Multimodal fusion method for foreign object open-set detection in raw coal sorting scenario

  • In the raw coal sorting process, large gangue blocks, steel wires, woven bags, and other foreign objects are first identified and removed to avoid adverse impacts on subsequent processing stages or the occurrence of safety accidents. Current coal foreign-object detection algorithms are primarily designed for closed-set scenarios and focus on detecting known object categories, exhibiting limited capability in detecting and recognizing unknown-category targets—particularly anchor rods, novel support materials, and other objects with complex appearances and semantic uncertainty. Consequently, there is an urgent need to investigate object detection models that can simultaneously handle both known and unknown foreign objects.
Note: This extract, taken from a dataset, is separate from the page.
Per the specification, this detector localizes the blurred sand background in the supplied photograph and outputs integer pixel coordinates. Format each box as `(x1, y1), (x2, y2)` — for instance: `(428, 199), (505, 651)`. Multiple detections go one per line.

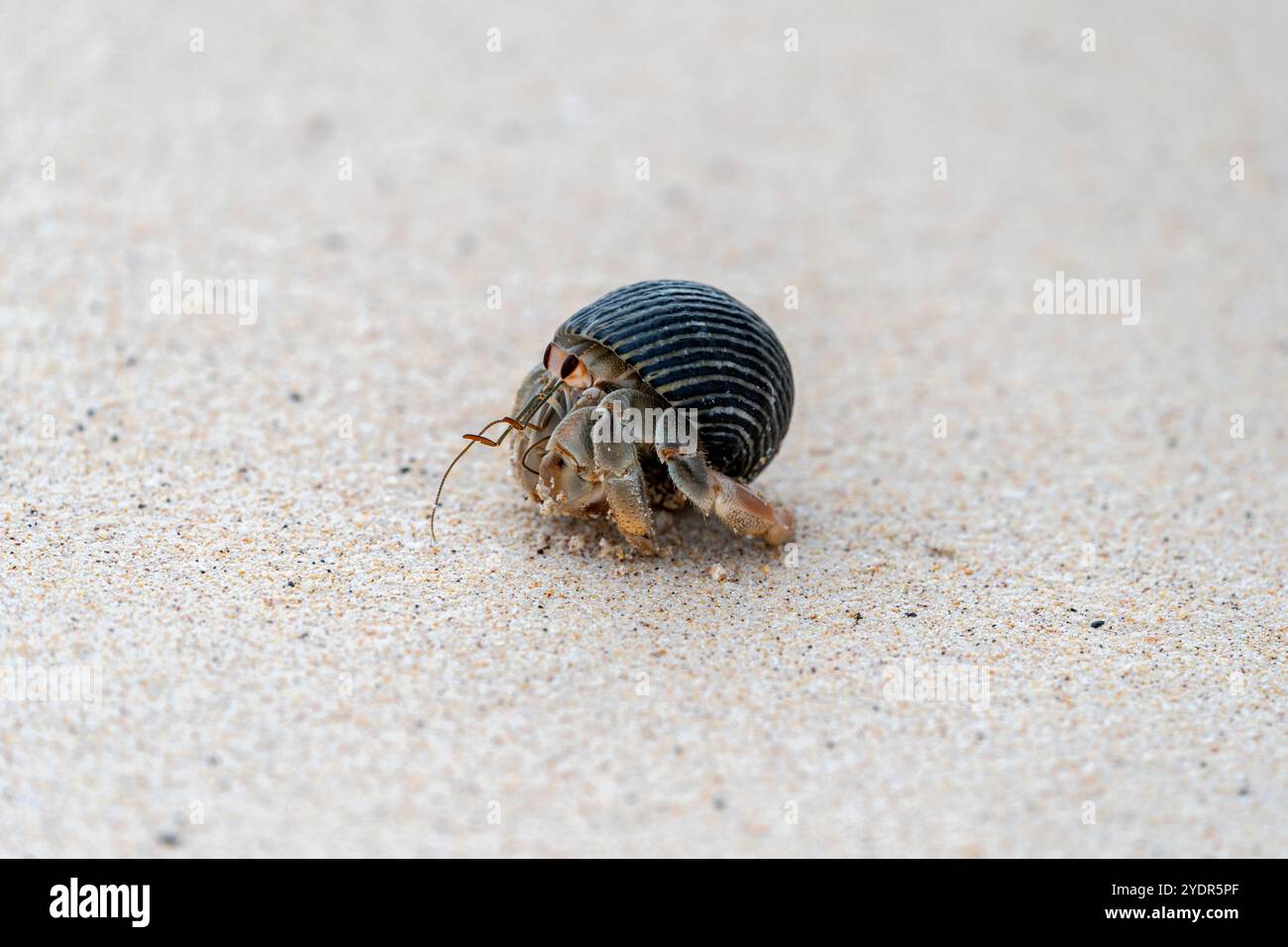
(0, 1), (1288, 857)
Firstly, a text-image bimodal feature extraction architecture is constructed based on the DINO network, and the Path Aggregation Feature Pyramid Network (PAFPN) is introduced. A multi-layer feature extraction strategy is adopted to enhance the perception of small-scale foreign objects. Secondly, a multimodal feature fusion module based on the self-attention mechanism and cross-attention mechanism is built, and a language-guided query selection mechanism is incorporated to achieve deep interaction between text and visual features, thereby improving the semantic consistency of features and cross-category generalization ability. Finally, a vision–text multimodal decoding module is designed, which inserts a text guidance mechanism at the query update stage of each layer to improve the accuracy and robustness of multimodal feature alignment. An open and dynamic environment with multi-category combinations was constructed based on a self-built coal foreign object dataset, and systematic experiments are conducted. The results demonstrate that the proposed method outperforms all baselines in mAP@0.5 on known-category detection across openness levels, and attains unknown-category recall rates of 41.24%, 52.26%, and 57.13% on unknown-category detection, confirming its zero-shot effectiveness. The method proposed in this paper demonstrates effectiveness in detecting foreign objects in unknown types of coal, providing effective technical support for the open-set detection of foreign objects in coal.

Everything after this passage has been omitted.